Her eyes continued to smile at him thankfully. In the mild blue light of the night-lamp she seemed like an apparition. She had a perfectly angelic face; and Pan Stanislav thought in spite of himself that she and Litka looked really like forms from beyond the earth, which by pure chance had wandered into this world.
“Yes,” answered she; “I will rest now. Marynia has come, and Professor Vaskovski. Marynia wishes absolutely to remain.”

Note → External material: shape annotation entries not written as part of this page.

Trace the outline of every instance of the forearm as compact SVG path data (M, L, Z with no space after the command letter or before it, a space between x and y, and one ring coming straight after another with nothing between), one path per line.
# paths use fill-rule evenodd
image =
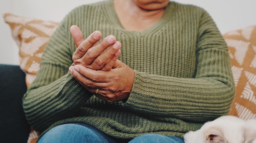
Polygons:
M198 52L194 77L179 78L135 72L133 89L123 105L165 117L205 121L229 112L235 86L227 50Z
M202 121L226 115L233 99L232 85L211 77L160 77L135 72L123 105L137 112ZM152 86L153 85L153 86Z
M43 65L42 68L47 70L53 66ZM70 116L91 96L69 72L46 85L41 79L45 79L44 75L39 74L38 76L40 79L35 80L33 87L28 90L23 100L28 121L37 131L41 131L55 121Z

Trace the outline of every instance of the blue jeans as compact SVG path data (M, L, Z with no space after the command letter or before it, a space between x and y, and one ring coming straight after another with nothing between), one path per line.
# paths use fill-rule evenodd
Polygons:
M82 123L58 126L46 132L38 141L43 143L184 143L179 138L157 134L143 135L131 140L111 138L96 128Z

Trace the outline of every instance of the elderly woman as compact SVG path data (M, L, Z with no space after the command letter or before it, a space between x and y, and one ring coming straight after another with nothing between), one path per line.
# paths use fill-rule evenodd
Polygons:
M61 23L23 107L39 143L183 143L184 133L228 114L230 65L202 8L101 2Z

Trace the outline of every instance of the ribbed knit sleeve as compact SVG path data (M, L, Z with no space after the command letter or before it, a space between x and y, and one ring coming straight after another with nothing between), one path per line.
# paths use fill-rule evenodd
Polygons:
M156 118L174 117L198 122L228 114L235 87L227 48L211 17L200 9L193 77L160 76L135 70L132 92L124 106Z
M72 64L70 49L75 48L69 42L72 39L68 38L71 37L67 26L70 16L67 16L52 36L37 77L24 97L27 118L38 131L70 117L91 96L68 70Z
M84 38L99 30L102 38L112 35L122 43L119 59L135 75L127 100L104 101L70 75L76 49L70 31L73 25ZM121 138L148 133L182 137L228 114L234 96L232 77L227 46L203 9L170 1L150 27L128 31L109 0L67 15L48 43L23 105L29 123L43 133L79 122Z

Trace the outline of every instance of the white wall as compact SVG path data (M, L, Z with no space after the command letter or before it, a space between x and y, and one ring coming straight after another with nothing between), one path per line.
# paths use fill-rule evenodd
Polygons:
M75 7L102 0L1 0L0 14L9 12L20 16L59 22ZM174 1L204 8L212 16L222 34L256 25L255 0ZM10 27L2 18L0 18L0 64L19 65L18 48L11 37Z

“So much the better. She manages so well near the little girl. Good-night.”
“Good-night.”
Pan Stanislav was alone again, and began to think of Marynia. At the very intelligence that he would see her soon he could not think of aught else; and now he put the question to himself: “In what lies this wonderful secret of nature in virtue of which I, for example, did not fall in love with Pani Emilia, decidedly more beautiful than Marynia, likely better, sweeter, more capable of loving,—but with that girl whom I know incomparably less, and, justly or unjustly, honor less?” Still with every approach of his to Marynia there rose in him immediately all those impulses which a man may feel at sight of a chosen woman, while a real womanly form, like that of Pani Emilia, made no other impression on him than if she had been a painting or a carving. Why is this, and why, the more culture a man has, the more his nerves become subtile, and his sensitiveness keener, the greater difference does he make between woman and woman? Pan Stanislav had no answer to this save the one which that doctor in love with Panna Kraslavski had given him: “I estimate her coolly, but I cannot tear my soul from her.” That was rather the description of a phenomenon than an answer, for which, moreover, he had not the time, since Marynia came in at that moment.
They nodded in salutation; he raised a chair then, and put it down softly at Litka’s bed, letting Marynia know by a sign that she was to sit there. She began to speak first, or rather, to whisper.
“Go to tea now. Professor Vaskovski is here.”